O pronunciamento do presidente da República, Jair Bolsonaro, em rede nacional, na noite do último dia 24, será lembrado como um dos capítulos mais tristes da história do Brasil. E não há nenhum motivo para acreditar novos capítulos, ainda piores, estejam sendo urdidos pelo projeto de poder que ele representa.
Em síntese, Bolsonaro voltou a atacar a imprensa brasileira, acusando-a de difundir, deliberadamente, o pânico entre os cidadãos. Negou evidências científicas, trivializando os riscos à vida e à saúde da população decorrentes da pandemia do novo coronavírus, dizendo que é uma doença que só afeta idosos e doentes. Jactou-se de gozar de boa saúde, referindo-se a si próprio como atleta. Fez, por fim, referência irônica ao médico Dráuzio Varela, que, nesta semana, foi vítima da estratégia de desinformação que sustenta a sua necropolítica, com a divulgação de um vídeo antigo gravado sobre a Covid-19 antes da decretação da pandemia pela Organização Mundial da Saúde (OMS).

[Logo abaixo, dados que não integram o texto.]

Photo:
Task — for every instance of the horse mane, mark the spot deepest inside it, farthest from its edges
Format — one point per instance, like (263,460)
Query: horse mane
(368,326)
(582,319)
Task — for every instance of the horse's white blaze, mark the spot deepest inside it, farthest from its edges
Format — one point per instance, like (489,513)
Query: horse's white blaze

Por fim, criticou os estados que decretaram quarentena, exortando que sejam suspensas todas as restrições à circulação de pessoas. Tudo, absolutamente tudo, contra o que preconizam os consensos médicos, contra a postura de outras nações e, ainda, contra o direito à vida, consagrado constitucionalmente, e que ele jurou defender ao tomar posse.

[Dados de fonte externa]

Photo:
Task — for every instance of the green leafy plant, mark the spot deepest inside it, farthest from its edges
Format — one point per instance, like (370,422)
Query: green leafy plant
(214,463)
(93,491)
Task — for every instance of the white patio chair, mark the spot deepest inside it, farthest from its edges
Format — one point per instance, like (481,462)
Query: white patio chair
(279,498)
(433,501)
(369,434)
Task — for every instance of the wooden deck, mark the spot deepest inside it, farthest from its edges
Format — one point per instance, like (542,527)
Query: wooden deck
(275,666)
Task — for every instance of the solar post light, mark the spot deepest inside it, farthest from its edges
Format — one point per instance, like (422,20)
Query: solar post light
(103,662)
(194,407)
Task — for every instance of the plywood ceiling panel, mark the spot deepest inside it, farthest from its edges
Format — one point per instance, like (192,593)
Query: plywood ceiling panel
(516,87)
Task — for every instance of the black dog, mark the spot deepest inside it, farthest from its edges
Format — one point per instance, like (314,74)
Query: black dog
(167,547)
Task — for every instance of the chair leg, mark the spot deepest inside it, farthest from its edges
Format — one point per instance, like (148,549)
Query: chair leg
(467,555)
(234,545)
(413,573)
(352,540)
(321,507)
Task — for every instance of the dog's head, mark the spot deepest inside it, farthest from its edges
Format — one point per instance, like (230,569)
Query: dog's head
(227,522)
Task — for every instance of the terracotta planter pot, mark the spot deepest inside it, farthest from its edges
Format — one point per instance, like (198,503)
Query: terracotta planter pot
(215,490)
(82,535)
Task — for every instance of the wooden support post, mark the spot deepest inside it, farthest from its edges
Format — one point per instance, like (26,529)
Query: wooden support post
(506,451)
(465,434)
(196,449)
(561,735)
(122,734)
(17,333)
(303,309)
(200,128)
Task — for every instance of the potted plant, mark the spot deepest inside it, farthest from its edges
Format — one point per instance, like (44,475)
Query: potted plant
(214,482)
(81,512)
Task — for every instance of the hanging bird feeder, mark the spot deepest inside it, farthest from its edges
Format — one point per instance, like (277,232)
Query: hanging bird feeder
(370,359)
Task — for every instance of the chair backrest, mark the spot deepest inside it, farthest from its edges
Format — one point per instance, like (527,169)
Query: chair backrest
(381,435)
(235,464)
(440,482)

A ocasião exige uma reflexão profunda sobre o papel de um líder em tempos de crise. Recentemente, a primeira-ministra alemã, Angela Merkel, fez um discurso incisivo sobre essa pandemia, descrevendo, com clareza, o tamanho do desafio que ela apresenta, as ações que o governo alemão adotará e - o principal - o compromisso do Estado com decisões transparentes e justificadas pela ciência. Adiantou, ainda, que o governo envidará esforços para mitigar as consequências econômicas, com apoio a trabalhadores e empresas.
Desse discurso, forte e sereno, é possível extrair lições importantes. Presidentes da República são líderes. Quem está investido desse papel não tem o direito de errar. Liderar, também, é exercer um papel de enorme significado simbólico, porque inspiram atitudes, despertando nas pessoas atitudes virtuosas. Mesmo em tempos de virtualização da vida, o líder é aquele que corporifica a unidade nacional, que assume responsabilidade, que transmite segurança, que dá o exemplo e que transmite a coragem que o povo precisa para acreditar em dias melhores.
Winston Churchill, Mahatma Gandhi e Nelson Mandela seguramente não concordariam com tudo em matéria de política, mas foram lideranças imprescindíveis em momentos cruciais da história da humanidade. Bolsonaro e seus correspondentes pelo mundo, não. Mentir, debochar e se esconder atrás de falanges virtuais não são posturas de um líder. Demonstram fraqueza. Covardia. Ignorância. Mesquinhez. E essa é a linha demarcatória entre aqueles que são lembrados pelas gerações do porvir e aqueles que nos esforçamos para esquecer.
Além de uma intensa mobilização de um campo da política comprometido com a defesa de conquistas civilizatórias - contra, portanto, a sucessão tétrica de mentiras que é o governo Bolsonaro - é radicalizar o sentido mais eloquente da democracia que é o seu caráter pedagógico. É preciso, portanto, afirmar a urgência de um diálogo franco sobre nosso projeto de nação e de futuro comum. E aprender com os erros. Afinal, ser liderado por Bolsonaro é tudo o que o Brasil não precisava nestes dias tão difíceis.